Hey there! I'm M28
I used to have lots of tingling sensations and urge to pee in penis during prostate play but I'm no longer getting it and it seems that it is compltely disappeared probably a year ago. It produced a lot to the pleasure during the sessions and now I miss it. I remember when I had my first and only one pleasure wave I had tingles and stinging for 2 weeks there and then it complytely vanished. During that time I was worried about it and did some prostate exam which came back absolutely fine.
Does anybody have similar experience? I'm not worried, I still get lots of pleasure, but I miss it.
In my experience, the more I want a particular sensation, the less often it comes. So, simply trying your best to forget about it might woo its return more readily. Or It could have been ur ‘beginner mindset’ that had u doing something different back then. Maybe approaching ur next session likewise might help. Like it’s ur first time.
in this whole adventure, things come and go with an overall upward path. I had intense buzzing in the beginning, then it became a rarity, only recently has it come back and that was through imagination and awareness
U can try using ur mind by placing ur awareness there and imagining those sensations are happening. That works more often outside of sessions though
one last thing I’ve noticed: in the beginning I was worried over the sensations, too, and that worry seemed to amplify them and make them far more persistent. As I grew more comfortable, things calmed way down. Even now, when I worry over them about losing sleep, they get louder and persistent, and when I accept them, they tone down. Not that this might help u get what u’r looking for, but that it seems counterintuitive when we’re advised that calm and tranquility is what’s needed.
Or It could have been ur ‘beginner mindset’ that had u doing something different back then.
This is definitely a known phenomenon. I reckon we default to thinking we know what we did, and have an imagination of "how". But there are so many variables, maybe it was a variable we weren't even aware of, that is now getting stepped on in some unknown way. Reaching for the shortest path to our desired sensations might seem like it's working a little bit, because we feel closer, so it seems like it's working, but it's not actually how we got there before.

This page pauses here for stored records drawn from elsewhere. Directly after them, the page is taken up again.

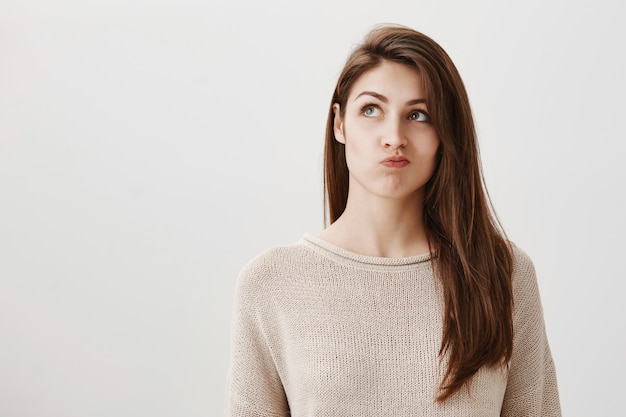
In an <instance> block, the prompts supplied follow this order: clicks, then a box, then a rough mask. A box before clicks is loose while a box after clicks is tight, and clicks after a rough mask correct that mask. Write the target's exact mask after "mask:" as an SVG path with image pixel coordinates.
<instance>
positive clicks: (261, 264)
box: [237, 241, 314, 289]
mask: <svg viewBox="0 0 626 417" xmlns="http://www.w3.org/2000/svg"><path fill="white" fill-rule="evenodd" d="M313 255H314V254H313V253H312V251H311V250H310V249H308V248H307V247H306V246H305V245H303V244H302V242H301V241H298V242H295V243H293V244H290V245H285V246H277V247H273V248H270V249H267V250H265V251H263V252H261V253H260V254H258V255H257V256H255V257H254V258H252V259H251V260H250V261H248V263H246V264H245V265H244V267H243V268H242V269H241V272H240V273H239V277H238V280H237V281H238V282H237V285H238V287H254V288H256V289H259V288H264V287H267V286H272V285H275V284H277V283H278V282H280V281H284V280H285V279H287V278H288V277H289V276H292V275H293V274H294V273H295V272H296V271H298V270H300V269H301V265H302V264H303V263H306V262H307V261H308V260H309V259H310V258H311V257H312V256H313Z"/></svg>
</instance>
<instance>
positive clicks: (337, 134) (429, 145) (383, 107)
mask: <svg viewBox="0 0 626 417" xmlns="http://www.w3.org/2000/svg"><path fill="white" fill-rule="evenodd" d="M425 99H426V96H425V90H424V88H423V86H422V79H421V76H420V74H419V73H418V72H417V70H415V69H414V68H411V67H409V66H407V65H403V64H399V63H395V62H389V61H384V62H383V63H382V64H381V65H379V66H377V67H376V68H374V69H371V70H369V71H367V72H365V73H364V74H363V75H361V77H360V78H358V79H357V81H356V82H355V83H354V85H353V87H352V90H351V92H350V95H349V96H348V100H347V102H346V105H345V106H346V108H345V113H344V115H343V117H342V116H341V115H340V108H339V104H335V105H334V106H333V109H334V112H335V123H334V131H335V137H336V139H337V141H339V142H341V143H343V144H345V150H346V162H347V164H348V171H349V173H350V186H349V189H350V192H353V190H357V189H358V190H359V191H365V192H367V193H371V194H376V195H379V196H383V197H394V198H405V197H409V196H411V195H413V194H414V193H415V192H421V191H422V190H423V187H424V185H425V184H426V182H427V181H428V180H429V179H430V177H431V176H432V174H433V172H434V169H435V165H436V158H437V150H438V148H439V138H438V137H437V134H436V133H435V129H434V127H433V126H432V124H431V123H430V117H429V115H428V109H427V108H426V103H425Z"/></svg>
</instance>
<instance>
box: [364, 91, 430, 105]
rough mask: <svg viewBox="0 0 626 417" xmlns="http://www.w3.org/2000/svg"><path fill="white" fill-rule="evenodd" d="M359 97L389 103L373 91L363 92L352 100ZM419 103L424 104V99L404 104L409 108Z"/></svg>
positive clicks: (380, 96)
mask: <svg viewBox="0 0 626 417" xmlns="http://www.w3.org/2000/svg"><path fill="white" fill-rule="evenodd" d="M361 96H372V97H374V98H377V99H378V100H380V101H382V102H383V103H389V99H388V98H387V97H385V96H383V95H382V94H380V93H377V92H375V91H363V92H361V93H360V94H359V95H358V96H356V97H355V98H354V99H355V100H356V99H357V98H359V97H361ZM419 103H426V99H425V98H416V99H413V100H409V101H407V102H406V104H407V105H408V106H411V105H413V104H419Z"/></svg>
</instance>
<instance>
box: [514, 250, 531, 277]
mask: <svg viewBox="0 0 626 417" xmlns="http://www.w3.org/2000/svg"><path fill="white" fill-rule="evenodd" d="M509 245H510V247H511V255H512V258H513V276H514V277H515V276H517V275H522V276H529V275H533V276H534V275H535V266H534V264H533V261H532V259H530V256H528V254H527V253H526V252H524V251H523V250H522V249H521V248H520V247H519V246H517V245H515V244H514V243H512V242H509Z"/></svg>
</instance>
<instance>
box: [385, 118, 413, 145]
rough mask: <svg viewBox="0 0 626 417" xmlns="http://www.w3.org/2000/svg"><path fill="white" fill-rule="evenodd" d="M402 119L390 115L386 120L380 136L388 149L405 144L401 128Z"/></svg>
mask: <svg viewBox="0 0 626 417" xmlns="http://www.w3.org/2000/svg"><path fill="white" fill-rule="evenodd" d="M402 122H403V121H402V120H400V119H399V118H395V117H390V118H388V120H387V123H386V126H385V129H384V133H383V136H382V139H383V146H384V147H385V148H388V149H398V148H403V147H405V146H406V144H407V139H406V135H405V132H404V128H403V123H402Z"/></svg>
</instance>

The brain seeks to optimize, but this can be a trap so insidious that's it's hard to think your way out of. Like if doing some kind of clench gets me to 50% of that sensation, then surely the solution is to clench twice that amount?! Or something like rubbing my nipples twice as hard, because a feather-touch works a little bit... that one is obvious, but there are an unknown amount of things just like that, which aren't obvious at all, or even obvious that we're doing in the first place.
Even if you want to let go of expectations, habits, and unintentional optimizations, there's a lot that's hard to be even aware of. I'd recommend reading Clenchy's classic post active relaxation and see if there's anything different you can notice. I think it's a good mindset to experiment with, that mimics certain aspects of the newbie's mindset.
@kahless @clenchy I guess I had this feeling as long as I remember doing anal play maybe 13 years ago.
And it seems it stopped after this event two years ago when maybe I strained it too much with a toy and had this mini awakening.
I've read on forums before that some people lost sensation in the frenulum due to excessive pressure on the prostate and thought of something similar happening to me, or maybe my brain just blocks it out.
But I think of it as not something abstract. I expect sensation to be the same as when you rub your fingers around the frenulum and feel pleasure because you still stimulate the nerve in the prostate with a toy or massager.
It doesn't worry me but I'm missing it. Maybe it is my misconception
One thing I can add is try not to overthink it. The mind is incredible, but it can send ppl into a spiral of confusion and discouragement when trying to figure out why certain things did or don’t happen, especially something as seemingly ephemeral and powerful as mmos and with all kinds of ‘seeding thoughts’ like damaging prostate and kundalini syndrome that prime the mind pump to interrupt happenings in one way or another. And once their minds latches onto an explanation, whether it’s true or not, it tends to dominate their thinking and cloud future sessions.
anyone who’s had challenges with anxiety, for example, knows how tricky and false the mind can be, tossing up all kind of ideas for such small happenings that then stick
*chokes on water*
mind: it’s the end!
I believe it’s more effective to take each session as independent from the others, an exploration of new lands, sometimes lush forests, sometimes arid deserts, and most of all, to avoid as best a able, the need to figure it out. And one might find themselves back to familiar surroundings. It’s tough tho when the desire becomes great!